出井伸之「日本はアジアの真価をわかってない」 古希にして起業、83歳元ソニーCEOが語る未来
長田:いまだにソニーの話をして恐縮ですが、同社は2021年3月期に過去最高益を更新する見通しです。ちなみに、現在、ソニーのCEOを務める吉田憲一郎さんは、 出井社長時代に社長室長を務め、出井さんの経営を傍らで見てこられたわけです。ソニーについてコメントしないということですが、現在のソニーのビジネスモデルを見ていると、出井さんが最近、強調されている「立体化」と一致するところがありますね。
出井:ソニーと結び付けているわけではなく、日本の中小企業にもその戦略を提唱しています。
そこで、「XYZとABC」の概念に触れておきたいと思います。現在の延長線上で展開していくのが「XYZ」で、変革が「ABC」。企業では、いつも両者がせめぎ合っています。すると、ほとんどの場合、「XYZ」から変革が起こり「ABC」が生まれる。そしてまた、「ABC」が成熟化し「XYZ」になれば、そこから、また、新たな「ABC」が発生するというスパイラルが生じるわけです。
これを具体的に表現したのが「立体化」です。この概念を中小企業の経営者や後継者にアドバイスしています。親父さんが持っている庭があったら、そこに新しい家を建てればいい。お客さんは、庭のある場所を知っているから、新しい家を見てみようと、そこへ集まってくる。お店の場合だと、別に新しくお客さんを取らなくても、親父さんが取り引きしていたお客さんに対して、新しい製品やサービスを提供すればいいのです。

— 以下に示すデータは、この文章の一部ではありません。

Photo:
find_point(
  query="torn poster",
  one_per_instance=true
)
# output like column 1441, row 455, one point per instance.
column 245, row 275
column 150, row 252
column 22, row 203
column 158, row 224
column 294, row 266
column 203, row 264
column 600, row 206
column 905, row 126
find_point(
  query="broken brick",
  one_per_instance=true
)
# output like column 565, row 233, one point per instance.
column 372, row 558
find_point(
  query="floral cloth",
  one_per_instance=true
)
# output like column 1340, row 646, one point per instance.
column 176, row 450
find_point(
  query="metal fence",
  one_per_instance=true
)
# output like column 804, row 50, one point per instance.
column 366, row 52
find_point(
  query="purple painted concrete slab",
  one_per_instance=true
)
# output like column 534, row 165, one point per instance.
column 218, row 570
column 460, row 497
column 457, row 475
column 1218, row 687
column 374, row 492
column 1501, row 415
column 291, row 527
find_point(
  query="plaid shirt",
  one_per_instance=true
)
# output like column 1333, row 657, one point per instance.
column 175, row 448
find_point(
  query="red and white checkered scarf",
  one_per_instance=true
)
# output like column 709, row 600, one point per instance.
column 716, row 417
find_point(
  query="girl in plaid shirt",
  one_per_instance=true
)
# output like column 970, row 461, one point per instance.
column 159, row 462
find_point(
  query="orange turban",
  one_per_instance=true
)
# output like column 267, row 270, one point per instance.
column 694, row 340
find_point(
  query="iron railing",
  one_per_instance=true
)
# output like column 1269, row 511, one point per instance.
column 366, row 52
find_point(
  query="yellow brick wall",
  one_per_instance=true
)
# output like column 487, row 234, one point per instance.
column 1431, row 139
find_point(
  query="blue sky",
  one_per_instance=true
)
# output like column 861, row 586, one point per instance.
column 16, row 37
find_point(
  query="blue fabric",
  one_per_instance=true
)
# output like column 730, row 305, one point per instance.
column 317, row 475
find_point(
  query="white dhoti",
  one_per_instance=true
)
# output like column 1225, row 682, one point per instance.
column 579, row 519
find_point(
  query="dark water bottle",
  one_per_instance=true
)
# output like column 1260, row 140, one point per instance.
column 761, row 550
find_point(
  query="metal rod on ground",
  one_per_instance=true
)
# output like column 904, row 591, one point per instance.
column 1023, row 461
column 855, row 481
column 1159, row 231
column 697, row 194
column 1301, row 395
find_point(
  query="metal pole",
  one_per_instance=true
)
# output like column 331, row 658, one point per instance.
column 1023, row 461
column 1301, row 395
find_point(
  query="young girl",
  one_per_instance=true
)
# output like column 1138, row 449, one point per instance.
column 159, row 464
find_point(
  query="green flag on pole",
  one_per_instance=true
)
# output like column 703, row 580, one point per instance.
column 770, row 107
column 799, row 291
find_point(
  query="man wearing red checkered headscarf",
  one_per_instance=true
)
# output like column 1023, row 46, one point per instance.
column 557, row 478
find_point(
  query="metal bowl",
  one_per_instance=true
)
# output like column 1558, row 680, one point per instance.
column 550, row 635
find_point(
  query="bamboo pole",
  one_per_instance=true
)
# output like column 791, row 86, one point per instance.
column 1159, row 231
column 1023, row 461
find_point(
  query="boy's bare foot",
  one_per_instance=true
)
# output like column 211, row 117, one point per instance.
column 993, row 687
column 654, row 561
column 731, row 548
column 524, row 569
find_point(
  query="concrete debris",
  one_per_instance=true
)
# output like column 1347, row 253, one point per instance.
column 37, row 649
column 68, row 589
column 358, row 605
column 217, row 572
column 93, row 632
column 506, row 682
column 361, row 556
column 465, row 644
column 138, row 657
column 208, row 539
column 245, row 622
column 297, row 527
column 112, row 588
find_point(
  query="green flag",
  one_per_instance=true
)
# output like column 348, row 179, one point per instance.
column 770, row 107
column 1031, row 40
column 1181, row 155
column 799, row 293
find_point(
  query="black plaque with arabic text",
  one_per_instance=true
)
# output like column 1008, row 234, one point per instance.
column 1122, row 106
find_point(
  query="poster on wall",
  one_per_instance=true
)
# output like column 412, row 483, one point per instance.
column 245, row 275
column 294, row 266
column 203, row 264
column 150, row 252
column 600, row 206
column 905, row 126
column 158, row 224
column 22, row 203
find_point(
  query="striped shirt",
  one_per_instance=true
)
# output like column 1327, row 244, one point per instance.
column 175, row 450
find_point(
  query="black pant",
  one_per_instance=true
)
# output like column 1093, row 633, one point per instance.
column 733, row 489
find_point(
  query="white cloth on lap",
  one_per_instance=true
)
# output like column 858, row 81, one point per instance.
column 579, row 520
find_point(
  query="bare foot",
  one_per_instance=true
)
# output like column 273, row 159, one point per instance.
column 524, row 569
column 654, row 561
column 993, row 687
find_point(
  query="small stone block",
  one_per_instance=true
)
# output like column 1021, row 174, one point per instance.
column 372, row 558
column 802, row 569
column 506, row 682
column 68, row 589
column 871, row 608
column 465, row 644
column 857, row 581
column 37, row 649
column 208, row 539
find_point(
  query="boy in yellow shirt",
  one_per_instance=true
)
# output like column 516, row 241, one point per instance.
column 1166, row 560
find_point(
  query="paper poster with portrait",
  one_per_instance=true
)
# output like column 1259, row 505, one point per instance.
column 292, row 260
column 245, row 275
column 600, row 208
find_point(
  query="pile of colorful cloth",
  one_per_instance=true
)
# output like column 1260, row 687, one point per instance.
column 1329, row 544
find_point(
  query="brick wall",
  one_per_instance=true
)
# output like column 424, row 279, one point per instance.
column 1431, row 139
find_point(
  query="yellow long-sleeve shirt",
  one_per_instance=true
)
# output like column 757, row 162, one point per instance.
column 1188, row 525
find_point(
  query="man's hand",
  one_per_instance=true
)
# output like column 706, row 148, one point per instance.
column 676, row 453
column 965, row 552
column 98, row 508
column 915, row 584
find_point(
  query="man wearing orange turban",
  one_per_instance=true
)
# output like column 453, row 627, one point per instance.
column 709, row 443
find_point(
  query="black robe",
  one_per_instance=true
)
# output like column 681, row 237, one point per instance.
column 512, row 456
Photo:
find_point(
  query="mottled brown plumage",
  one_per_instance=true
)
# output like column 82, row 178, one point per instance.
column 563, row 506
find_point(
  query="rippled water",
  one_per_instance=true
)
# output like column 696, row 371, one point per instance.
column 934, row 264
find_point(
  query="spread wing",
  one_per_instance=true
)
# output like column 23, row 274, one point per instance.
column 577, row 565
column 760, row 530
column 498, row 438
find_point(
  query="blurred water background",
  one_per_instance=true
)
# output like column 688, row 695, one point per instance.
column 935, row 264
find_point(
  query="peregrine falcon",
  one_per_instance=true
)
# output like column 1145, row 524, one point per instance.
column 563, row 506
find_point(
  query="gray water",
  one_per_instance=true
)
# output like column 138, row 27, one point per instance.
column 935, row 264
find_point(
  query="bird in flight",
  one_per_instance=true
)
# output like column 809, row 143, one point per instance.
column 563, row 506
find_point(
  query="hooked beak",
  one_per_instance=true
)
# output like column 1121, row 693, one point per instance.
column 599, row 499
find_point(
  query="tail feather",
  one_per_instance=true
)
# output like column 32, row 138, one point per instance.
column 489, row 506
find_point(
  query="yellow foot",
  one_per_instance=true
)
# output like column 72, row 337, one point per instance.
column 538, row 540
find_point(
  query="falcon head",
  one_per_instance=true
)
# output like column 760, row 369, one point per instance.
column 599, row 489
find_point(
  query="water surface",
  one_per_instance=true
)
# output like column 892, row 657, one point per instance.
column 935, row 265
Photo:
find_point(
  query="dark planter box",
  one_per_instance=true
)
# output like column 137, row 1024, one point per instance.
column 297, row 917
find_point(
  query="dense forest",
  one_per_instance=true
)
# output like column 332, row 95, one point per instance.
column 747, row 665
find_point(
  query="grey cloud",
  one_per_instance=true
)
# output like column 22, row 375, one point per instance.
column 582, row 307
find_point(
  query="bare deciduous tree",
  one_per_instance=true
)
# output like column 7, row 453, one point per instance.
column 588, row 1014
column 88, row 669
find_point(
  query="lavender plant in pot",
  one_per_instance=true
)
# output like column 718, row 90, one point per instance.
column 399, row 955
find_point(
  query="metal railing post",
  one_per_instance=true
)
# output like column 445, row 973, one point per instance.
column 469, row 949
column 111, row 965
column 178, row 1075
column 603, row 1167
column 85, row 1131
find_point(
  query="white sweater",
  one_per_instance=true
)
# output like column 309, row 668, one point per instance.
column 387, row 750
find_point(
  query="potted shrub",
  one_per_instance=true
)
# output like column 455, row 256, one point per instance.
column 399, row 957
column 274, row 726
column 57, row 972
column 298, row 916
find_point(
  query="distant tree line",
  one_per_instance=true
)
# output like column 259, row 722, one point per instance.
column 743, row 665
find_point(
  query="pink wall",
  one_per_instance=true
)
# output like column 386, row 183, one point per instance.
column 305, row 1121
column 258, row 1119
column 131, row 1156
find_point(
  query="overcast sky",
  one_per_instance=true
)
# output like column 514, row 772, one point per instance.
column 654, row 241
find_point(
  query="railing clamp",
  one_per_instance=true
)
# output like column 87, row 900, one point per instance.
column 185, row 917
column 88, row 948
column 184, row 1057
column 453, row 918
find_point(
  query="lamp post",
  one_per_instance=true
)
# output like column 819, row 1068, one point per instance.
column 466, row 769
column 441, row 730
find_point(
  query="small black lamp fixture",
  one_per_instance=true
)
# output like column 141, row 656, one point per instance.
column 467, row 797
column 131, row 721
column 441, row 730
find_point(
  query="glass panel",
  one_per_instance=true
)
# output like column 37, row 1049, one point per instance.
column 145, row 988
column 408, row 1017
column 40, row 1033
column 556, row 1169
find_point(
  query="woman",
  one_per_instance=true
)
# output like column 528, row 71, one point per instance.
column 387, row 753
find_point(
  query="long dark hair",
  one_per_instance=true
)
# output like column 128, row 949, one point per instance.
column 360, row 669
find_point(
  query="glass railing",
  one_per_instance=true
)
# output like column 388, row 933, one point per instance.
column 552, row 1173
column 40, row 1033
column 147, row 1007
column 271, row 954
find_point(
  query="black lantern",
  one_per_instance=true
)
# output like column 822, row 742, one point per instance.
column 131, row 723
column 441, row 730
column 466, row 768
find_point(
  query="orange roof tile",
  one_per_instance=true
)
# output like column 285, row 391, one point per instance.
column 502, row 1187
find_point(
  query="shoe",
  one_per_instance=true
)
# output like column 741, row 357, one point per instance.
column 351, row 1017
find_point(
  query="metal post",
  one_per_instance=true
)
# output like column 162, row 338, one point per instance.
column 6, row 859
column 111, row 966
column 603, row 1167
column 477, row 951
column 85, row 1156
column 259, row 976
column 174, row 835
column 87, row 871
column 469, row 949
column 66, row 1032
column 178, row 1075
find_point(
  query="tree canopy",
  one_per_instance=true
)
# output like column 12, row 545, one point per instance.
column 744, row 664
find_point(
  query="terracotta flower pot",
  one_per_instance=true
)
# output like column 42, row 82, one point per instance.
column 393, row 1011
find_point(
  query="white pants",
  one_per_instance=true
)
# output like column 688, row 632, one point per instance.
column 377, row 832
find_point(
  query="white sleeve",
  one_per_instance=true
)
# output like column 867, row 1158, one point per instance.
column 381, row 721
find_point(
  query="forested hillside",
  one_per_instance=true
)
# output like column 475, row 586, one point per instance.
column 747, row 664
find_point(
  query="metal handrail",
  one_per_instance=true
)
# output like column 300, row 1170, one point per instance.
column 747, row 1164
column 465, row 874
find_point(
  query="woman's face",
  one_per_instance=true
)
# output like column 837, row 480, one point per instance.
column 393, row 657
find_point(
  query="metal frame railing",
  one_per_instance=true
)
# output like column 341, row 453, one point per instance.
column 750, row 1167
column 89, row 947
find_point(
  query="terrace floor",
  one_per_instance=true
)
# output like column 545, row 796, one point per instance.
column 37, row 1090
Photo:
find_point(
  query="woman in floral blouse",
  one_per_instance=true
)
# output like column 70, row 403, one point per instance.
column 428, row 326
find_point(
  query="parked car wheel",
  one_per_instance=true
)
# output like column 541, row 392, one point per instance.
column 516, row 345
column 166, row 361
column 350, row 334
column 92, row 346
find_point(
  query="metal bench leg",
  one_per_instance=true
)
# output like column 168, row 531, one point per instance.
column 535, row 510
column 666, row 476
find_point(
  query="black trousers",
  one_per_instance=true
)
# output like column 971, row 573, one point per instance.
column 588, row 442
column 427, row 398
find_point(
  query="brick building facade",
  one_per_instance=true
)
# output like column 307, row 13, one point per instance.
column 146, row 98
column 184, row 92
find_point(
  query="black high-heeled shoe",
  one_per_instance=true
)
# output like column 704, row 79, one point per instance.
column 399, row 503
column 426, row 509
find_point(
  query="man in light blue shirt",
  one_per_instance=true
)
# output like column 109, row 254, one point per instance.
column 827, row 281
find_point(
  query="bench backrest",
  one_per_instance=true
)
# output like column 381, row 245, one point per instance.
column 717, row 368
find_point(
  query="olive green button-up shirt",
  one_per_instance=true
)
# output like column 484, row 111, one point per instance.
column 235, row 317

長田:親とまったく違う事業を展開する場合でも、これまで培ってきた経営資源を承継するのにとどまらず、応用しないのはもったいないですね。老舗が持つ暖簾(のれん)の効用にも通じます。
芯を残しながらそれをどう新しく使っていくか
出井:この前、(ようかんで知られる)虎屋の黒川光晴(社長)さんとお会いしたとき、「きちんと芯は残しながら、それをどう新しく使っていくか、伝えていくか、という意識を持っていなくてはいけない」とおっしゃっていました。「XYZ」は巻紙みたいになっているんです。ABCへ大転換するときも、重なるところがあるわけです。だから何を残して何を新しくするかというのは、後継者がやる重要な仕事ですね。親のやることをそのまま継いでやっているだけでは先細りします。
日本は100年企業、200年企業が世界でいちばん多い国です。伝統のすばらしさだけではなく、一代に1つイノベーションを実現する、自分のファミリーから1人しか入れない、など、長寿を可能にするためにいろいろな工夫をしているのです。だからこそ、中国などは、日本の長く続いる企業、老舗に憧れており、その工夫に大変興味を持っています。